We called Murray, who is currently an Associate Judge, to ask about the striking resemblance. “I’m not aware of the similarity,” Murray said. “Certainly that was not the intent.”
Mangum told us she had hired an on-line site, Fiverr, in 2015 to design her logo.
Murray said his website was created by his webmaster, whom he declined to name, in December.
Fiverr did not respond to a request from Injustice Watch.
But Murray said that while he did not see the matter as an issue, he would look into it. He called back later to say the similarity was “just coincidence,” adding, “it’s just something that was available.” He said last evening that he would modify his website; as of Thursday morning, with five days left before the election, the website remained unchanged.
Murray, who has been an associate judge for the past eight years, was found “qualified” for a judicial post this year by both the Chicago Bar Association and the Chicago Council of Lawyers, and has received the endorsement of the Chicago Tribune. As an attorney, Murray offered help to many poor clients on a pro-bono basis. But he received a rare discipline from the state Supreme Court – suspended for three months, followed by a year of probation — after he failed to take actions on behalf of seven different clients over several years, while keeping each in the dark about their cases.

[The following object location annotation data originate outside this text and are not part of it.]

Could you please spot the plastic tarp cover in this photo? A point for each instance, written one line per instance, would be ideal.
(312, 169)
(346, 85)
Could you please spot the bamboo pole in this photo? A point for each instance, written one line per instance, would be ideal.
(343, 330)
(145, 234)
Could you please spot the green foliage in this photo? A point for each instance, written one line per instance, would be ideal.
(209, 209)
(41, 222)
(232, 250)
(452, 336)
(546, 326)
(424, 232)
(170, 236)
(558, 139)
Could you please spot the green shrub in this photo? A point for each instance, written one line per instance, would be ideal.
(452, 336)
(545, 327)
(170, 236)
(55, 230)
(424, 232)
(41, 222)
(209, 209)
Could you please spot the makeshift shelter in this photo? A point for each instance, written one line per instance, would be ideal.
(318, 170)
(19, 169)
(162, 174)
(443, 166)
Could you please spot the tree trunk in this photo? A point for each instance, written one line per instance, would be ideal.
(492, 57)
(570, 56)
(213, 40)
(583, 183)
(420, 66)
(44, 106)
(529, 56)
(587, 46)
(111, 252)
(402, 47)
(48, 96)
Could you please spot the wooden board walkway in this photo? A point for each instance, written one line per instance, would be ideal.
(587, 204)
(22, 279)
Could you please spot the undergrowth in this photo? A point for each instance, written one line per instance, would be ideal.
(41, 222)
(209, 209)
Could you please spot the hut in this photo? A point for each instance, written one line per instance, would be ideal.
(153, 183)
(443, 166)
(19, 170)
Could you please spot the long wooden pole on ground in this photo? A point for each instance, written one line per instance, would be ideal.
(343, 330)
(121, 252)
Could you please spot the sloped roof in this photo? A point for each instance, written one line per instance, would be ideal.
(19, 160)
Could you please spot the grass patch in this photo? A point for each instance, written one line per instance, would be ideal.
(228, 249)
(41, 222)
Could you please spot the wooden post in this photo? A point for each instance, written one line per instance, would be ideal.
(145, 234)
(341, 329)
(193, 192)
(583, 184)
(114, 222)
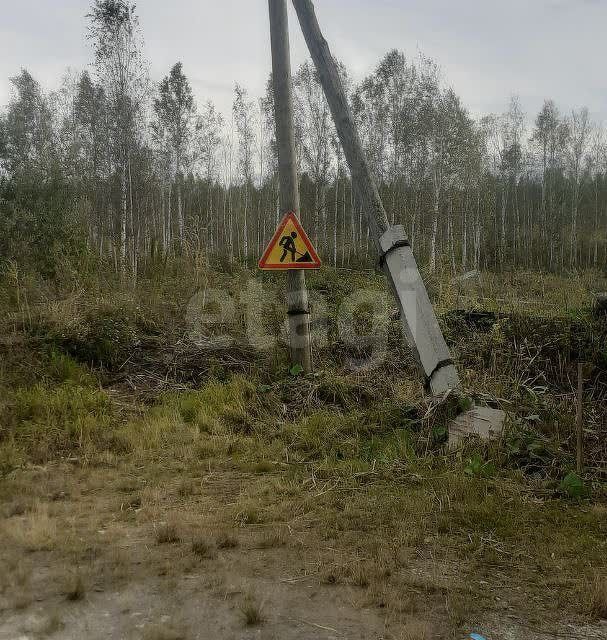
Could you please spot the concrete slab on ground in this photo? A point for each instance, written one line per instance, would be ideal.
(484, 422)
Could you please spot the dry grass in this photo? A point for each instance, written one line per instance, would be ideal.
(202, 548)
(272, 539)
(598, 597)
(252, 611)
(417, 630)
(226, 540)
(35, 531)
(75, 587)
(167, 533)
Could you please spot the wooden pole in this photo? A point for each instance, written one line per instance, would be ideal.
(580, 418)
(297, 295)
(396, 257)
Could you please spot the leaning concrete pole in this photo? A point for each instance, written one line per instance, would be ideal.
(297, 295)
(419, 321)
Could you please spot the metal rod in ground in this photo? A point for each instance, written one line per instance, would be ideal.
(419, 321)
(297, 295)
(580, 418)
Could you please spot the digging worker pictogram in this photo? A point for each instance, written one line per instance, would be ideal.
(288, 246)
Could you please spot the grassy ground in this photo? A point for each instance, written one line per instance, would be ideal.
(136, 459)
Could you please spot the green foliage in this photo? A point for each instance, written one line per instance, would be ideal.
(573, 486)
(478, 468)
(63, 368)
(296, 370)
(529, 450)
(45, 422)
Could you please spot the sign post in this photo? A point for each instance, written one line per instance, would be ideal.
(297, 295)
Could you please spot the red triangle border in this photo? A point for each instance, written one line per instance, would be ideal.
(315, 264)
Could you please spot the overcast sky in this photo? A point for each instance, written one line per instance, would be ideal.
(487, 50)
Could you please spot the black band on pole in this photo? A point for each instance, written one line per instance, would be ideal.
(397, 245)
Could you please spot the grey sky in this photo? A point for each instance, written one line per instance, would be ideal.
(487, 49)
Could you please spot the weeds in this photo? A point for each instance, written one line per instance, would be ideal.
(598, 597)
(167, 534)
(252, 612)
(226, 541)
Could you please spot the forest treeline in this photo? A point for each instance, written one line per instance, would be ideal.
(113, 169)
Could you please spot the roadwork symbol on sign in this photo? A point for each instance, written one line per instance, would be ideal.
(290, 247)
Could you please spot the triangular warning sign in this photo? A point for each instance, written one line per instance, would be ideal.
(290, 247)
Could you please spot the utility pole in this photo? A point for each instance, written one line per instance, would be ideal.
(297, 295)
(396, 257)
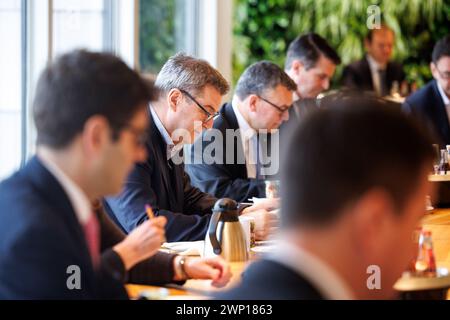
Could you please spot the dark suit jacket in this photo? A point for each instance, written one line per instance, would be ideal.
(269, 280)
(167, 190)
(224, 179)
(427, 104)
(156, 270)
(358, 76)
(40, 237)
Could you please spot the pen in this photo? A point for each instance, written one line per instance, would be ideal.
(149, 211)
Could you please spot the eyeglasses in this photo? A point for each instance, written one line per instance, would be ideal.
(444, 74)
(209, 115)
(140, 134)
(281, 109)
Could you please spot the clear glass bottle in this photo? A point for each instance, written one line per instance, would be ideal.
(425, 263)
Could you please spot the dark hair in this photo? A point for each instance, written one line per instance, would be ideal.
(308, 48)
(261, 76)
(80, 84)
(385, 27)
(441, 49)
(342, 151)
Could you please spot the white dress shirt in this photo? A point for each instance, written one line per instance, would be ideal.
(374, 68)
(78, 199)
(445, 99)
(249, 142)
(326, 280)
(172, 148)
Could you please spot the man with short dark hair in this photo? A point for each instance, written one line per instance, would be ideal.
(89, 112)
(190, 95)
(310, 62)
(376, 72)
(260, 104)
(353, 190)
(432, 102)
(53, 244)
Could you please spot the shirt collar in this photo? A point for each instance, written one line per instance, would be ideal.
(172, 148)
(246, 130)
(78, 199)
(443, 95)
(374, 65)
(326, 280)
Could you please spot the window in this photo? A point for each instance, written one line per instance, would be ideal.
(166, 27)
(81, 24)
(10, 86)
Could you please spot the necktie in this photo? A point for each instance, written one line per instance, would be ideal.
(384, 90)
(92, 235)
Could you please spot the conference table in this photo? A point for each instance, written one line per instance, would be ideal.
(437, 221)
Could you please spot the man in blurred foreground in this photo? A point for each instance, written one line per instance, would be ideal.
(353, 190)
(91, 121)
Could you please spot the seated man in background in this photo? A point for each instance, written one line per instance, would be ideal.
(375, 72)
(190, 95)
(261, 102)
(432, 102)
(310, 62)
(52, 244)
(345, 217)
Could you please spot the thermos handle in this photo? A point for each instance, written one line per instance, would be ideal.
(212, 232)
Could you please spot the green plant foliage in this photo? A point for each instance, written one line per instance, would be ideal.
(156, 33)
(264, 29)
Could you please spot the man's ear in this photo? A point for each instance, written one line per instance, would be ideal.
(372, 224)
(96, 133)
(297, 66)
(252, 102)
(174, 98)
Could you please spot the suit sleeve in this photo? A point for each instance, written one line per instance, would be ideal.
(155, 270)
(129, 207)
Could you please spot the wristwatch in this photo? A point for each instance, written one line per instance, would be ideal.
(181, 267)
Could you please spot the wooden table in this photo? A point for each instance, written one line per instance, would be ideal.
(192, 289)
(437, 221)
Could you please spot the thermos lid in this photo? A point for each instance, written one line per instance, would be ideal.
(228, 209)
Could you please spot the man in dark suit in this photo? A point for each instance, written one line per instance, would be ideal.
(310, 62)
(375, 72)
(260, 104)
(346, 223)
(191, 92)
(432, 102)
(49, 237)
(52, 244)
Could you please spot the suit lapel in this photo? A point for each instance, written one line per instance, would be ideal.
(159, 147)
(441, 113)
(55, 196)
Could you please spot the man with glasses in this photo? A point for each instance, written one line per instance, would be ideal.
(260, 104)
(190, 95)
(310, 62)
(431, 103)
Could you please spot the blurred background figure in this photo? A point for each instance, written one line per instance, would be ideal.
(343, 216)
(431, 103)
(310, 62)
(376, 72)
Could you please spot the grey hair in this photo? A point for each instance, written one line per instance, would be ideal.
(187, 73)
(261, 76)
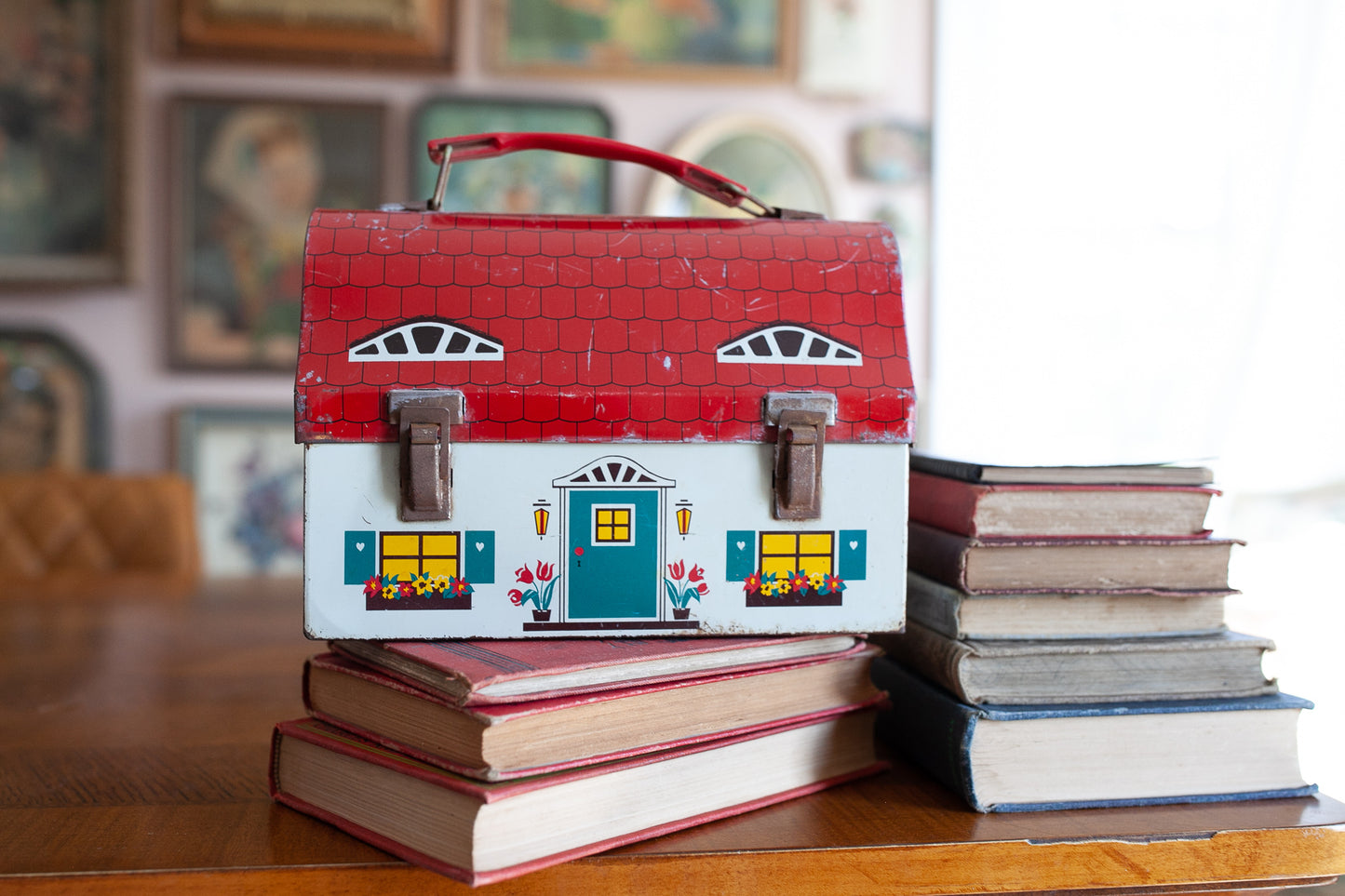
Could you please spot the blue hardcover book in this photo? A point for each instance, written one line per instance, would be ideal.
(1005, 759)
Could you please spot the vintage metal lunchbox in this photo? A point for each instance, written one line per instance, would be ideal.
(561, 425)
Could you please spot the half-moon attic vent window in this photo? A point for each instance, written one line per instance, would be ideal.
(426, 341)
(788, 344)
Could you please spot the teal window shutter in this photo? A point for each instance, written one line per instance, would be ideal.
(740, 555)
(479, 557)
(853, 551)
(360, 555)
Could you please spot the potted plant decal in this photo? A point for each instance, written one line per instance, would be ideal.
(683, 585)
(541, 587)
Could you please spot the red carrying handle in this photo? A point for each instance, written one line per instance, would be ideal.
(487, 145)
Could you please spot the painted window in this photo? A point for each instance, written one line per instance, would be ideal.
(613, 524)
(413, 554)
(787, 552)
(426, 341)
(788, 344)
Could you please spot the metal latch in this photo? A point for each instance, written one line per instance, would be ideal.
(801, 420)
(425, 458)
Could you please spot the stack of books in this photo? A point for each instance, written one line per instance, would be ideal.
(1066, 643)
(487, 759)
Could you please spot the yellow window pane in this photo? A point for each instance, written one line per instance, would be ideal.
(441, 545)
(404, 569)
(401, 545)
(815, 542)
(441, 567)
(816, 566)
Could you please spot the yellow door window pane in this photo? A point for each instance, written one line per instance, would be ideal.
(401, 545)
(815, 542)
(404, 569)
(447, 567)
(440, 546)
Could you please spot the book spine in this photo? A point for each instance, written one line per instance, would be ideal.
(937, 555)
(946, 503)
(936, 657)
(934, 606)
(948, 467)
(928, 727)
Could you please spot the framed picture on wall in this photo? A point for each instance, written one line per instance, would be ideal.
(522, 181)
(758, 153)
(713, 39)
(245, 177)
(398, 33)
(62, 193)
(53, 408)
(248, 475)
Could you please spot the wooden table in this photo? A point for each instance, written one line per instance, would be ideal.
(133, 742)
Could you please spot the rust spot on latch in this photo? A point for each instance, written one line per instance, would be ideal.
(425, 455)
(798, 464)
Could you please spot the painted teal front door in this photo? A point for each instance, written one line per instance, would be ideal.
(613, 554)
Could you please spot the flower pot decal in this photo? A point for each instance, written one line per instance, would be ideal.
(540, 584)
(683, 585)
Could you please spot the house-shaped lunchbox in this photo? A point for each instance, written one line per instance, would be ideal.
(555, 425)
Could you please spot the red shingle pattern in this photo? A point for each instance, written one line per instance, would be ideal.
(610, 325)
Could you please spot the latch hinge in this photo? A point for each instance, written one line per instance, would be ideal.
(425, 455)
(801, 420)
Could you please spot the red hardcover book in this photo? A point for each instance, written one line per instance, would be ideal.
(1061, 510)
(501, 742)
(1070, 566)
(482, 833)
(492, 672)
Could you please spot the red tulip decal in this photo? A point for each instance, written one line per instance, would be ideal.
(544, 580)
(683, 587)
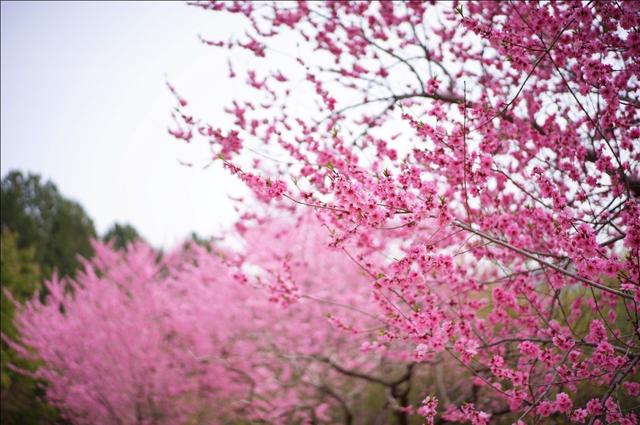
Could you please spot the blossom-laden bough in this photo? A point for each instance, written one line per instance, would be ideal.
(473, 167)
(479, 162)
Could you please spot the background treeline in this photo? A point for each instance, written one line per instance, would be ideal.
(43, 232)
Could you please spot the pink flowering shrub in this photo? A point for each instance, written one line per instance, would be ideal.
(445, 218)
(479, 162)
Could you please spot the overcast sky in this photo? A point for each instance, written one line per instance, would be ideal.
(84, 103)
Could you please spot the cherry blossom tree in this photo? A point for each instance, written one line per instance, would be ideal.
(273, 334)
(478, 162)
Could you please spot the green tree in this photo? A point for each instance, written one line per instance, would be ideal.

Mangum was found “not recommended” by both prominent bar groups after she failed to participate in their evaluation processes. She told Injustice Watch that because the associations expect candidates to have had active practices for 10 years of experience, she knew she would not win their support. While she has been out of law school since 2003, Mangum said, she took time off after the birth of her first child, leaving her short of the required experience.